The Department for Work and Pensions has announced sweeping welfare reforms aimed at helping hundreds of thousands of sick and disabled people into work, while saving taxpayers an estimated £1 billion.
The changes, which came into force on 6 April, are designed to remove what ministers describe as “perverse incentives” that previously discouraged benefit claimants from seeking employment.
Key Changes to Universal Credit
Under the new system, the health‑related element of Universal Credit for new claimants will be reduced to £217.26 per month, down from £429.80. However, existing claimants and individuals with severe or lifelong conditions, including those nearing the end of life, will continue to receive the higher rate.

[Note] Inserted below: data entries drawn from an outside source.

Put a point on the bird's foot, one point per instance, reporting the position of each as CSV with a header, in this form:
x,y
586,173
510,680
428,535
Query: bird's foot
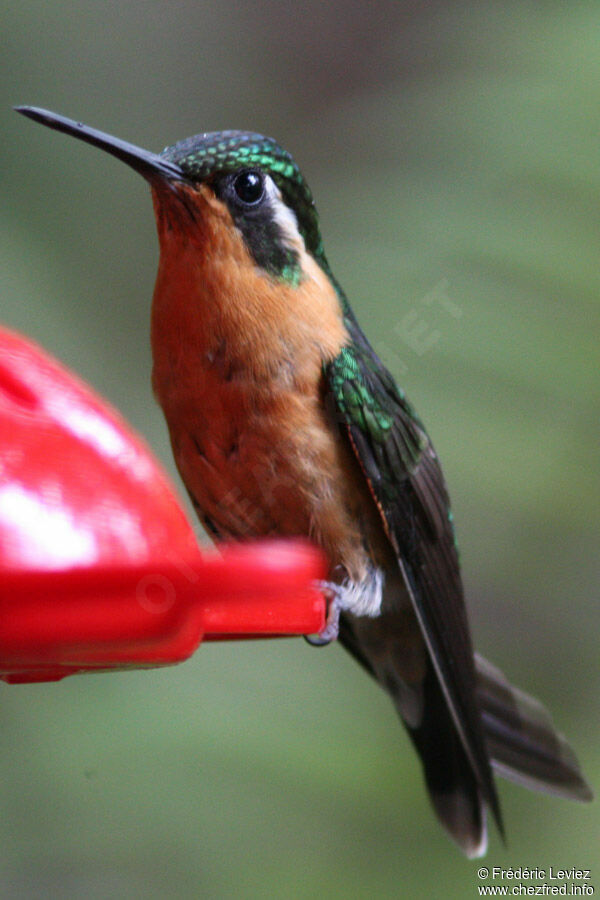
x,y
333,593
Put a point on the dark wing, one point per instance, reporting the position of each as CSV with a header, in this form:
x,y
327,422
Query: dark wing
x,y
406,482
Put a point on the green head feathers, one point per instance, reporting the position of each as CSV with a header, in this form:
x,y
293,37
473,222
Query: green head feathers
x,y
218,157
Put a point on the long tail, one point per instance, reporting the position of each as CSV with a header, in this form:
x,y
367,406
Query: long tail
x,y
523,743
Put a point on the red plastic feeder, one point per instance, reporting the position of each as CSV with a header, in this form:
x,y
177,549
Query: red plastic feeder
x,y
99,567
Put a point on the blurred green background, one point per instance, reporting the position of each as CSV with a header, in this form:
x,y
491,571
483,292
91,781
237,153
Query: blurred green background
x,y
453,149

At the same time, nearly four million households will see an increase in the standard Universal Credit allowance. A single person aged 25 or over will receive an annual boost of around £295, exceeding inflation.
Expanded Employment Support
The reforms are accompanied by a £3.5 billion employment support package, offering voluntary help to those able to work. More than 65,000 people have already taken part since March 2025.

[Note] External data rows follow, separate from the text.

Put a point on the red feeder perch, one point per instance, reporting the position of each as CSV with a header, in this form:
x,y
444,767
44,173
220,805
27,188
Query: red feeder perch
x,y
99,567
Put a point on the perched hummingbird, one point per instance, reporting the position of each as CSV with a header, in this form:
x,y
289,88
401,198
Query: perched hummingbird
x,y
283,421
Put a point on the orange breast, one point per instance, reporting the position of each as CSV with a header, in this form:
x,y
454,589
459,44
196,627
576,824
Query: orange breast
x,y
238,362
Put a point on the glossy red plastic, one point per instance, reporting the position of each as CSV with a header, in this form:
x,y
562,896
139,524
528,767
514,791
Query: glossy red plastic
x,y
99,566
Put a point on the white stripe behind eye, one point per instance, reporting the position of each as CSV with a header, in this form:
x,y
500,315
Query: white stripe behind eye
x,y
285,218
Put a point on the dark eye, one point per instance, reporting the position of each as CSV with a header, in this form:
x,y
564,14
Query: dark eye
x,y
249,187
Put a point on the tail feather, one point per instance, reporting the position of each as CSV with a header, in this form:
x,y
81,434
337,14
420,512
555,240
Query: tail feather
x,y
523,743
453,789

From 8 April, eligible claimants will receive notifications through their Universal Credit accounts inviting them to access tailored support. This includes one‑to‑one guidance from advisers and referrals to programmes such as Connect to Work and WorkWell.
The government says these initiatives aim to help up to 550,000 people either enter or remain in employment over the coming years.
Minister’s Comments
Social Security and Disability Minister Stephen Timms said the reforms would modernise a system that had “locked disabled people and people with long‑term conditions out of work”.

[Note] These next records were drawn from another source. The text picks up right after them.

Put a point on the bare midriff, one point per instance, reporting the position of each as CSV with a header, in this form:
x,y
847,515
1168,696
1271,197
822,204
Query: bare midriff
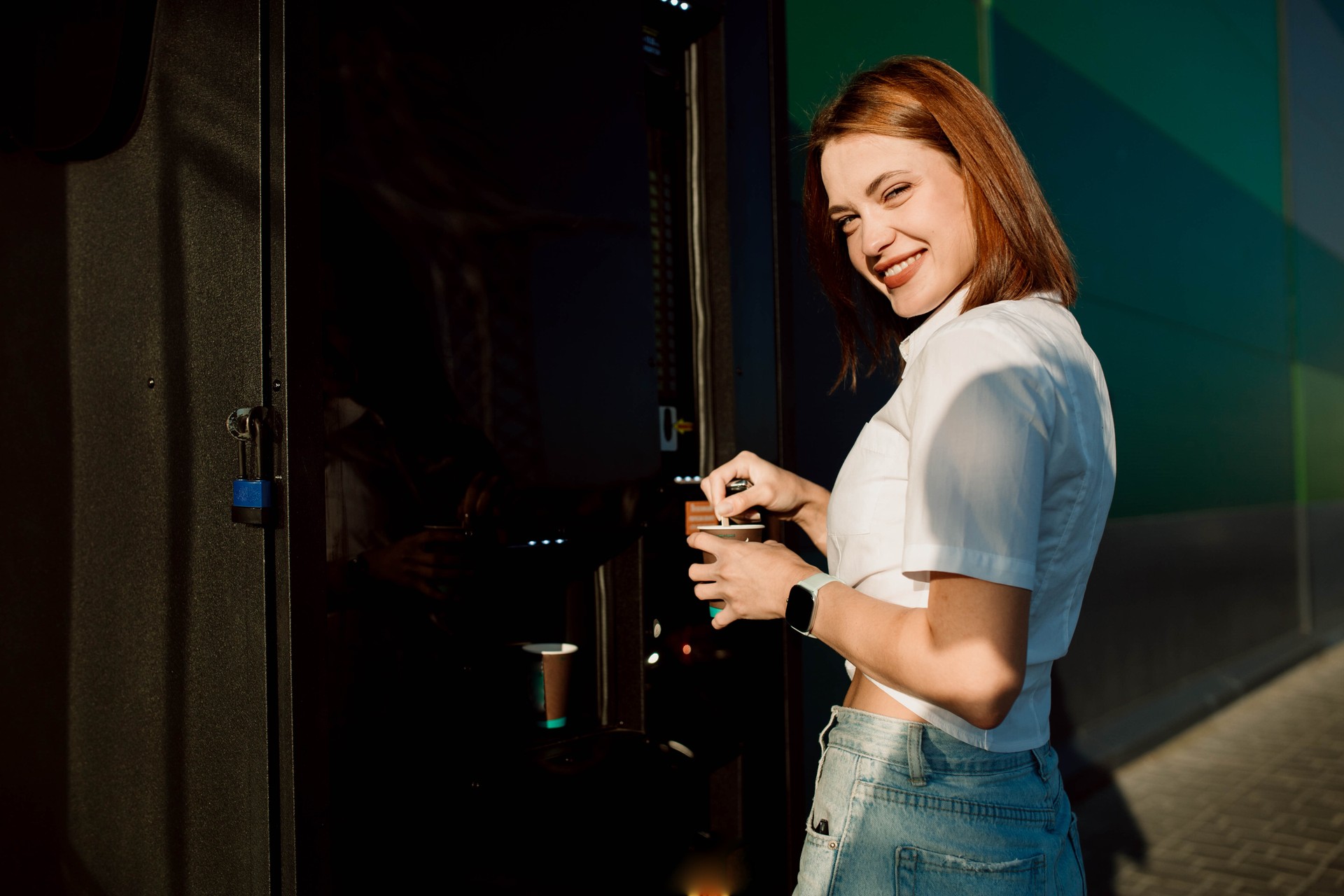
x,y
870,697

He added: “These laws will reduce projected Universal Credit spending by almost £1 billion while boosting support and creating a system that helps people build a better future.”
Wider Context
The government says 2.7 million people are currently on Universal Credit with limited capability for work or work‑related activity. Officials argue the reforms will remove barriers to employment and ensure more people receive active support rather than remaining on long‑term benefits without assistance.
The changes also include above‑inflation increases to standard Universal Credit rates through to 2029/30, marking what ministers describe as the first sustained real‑terms uplift to the benefit.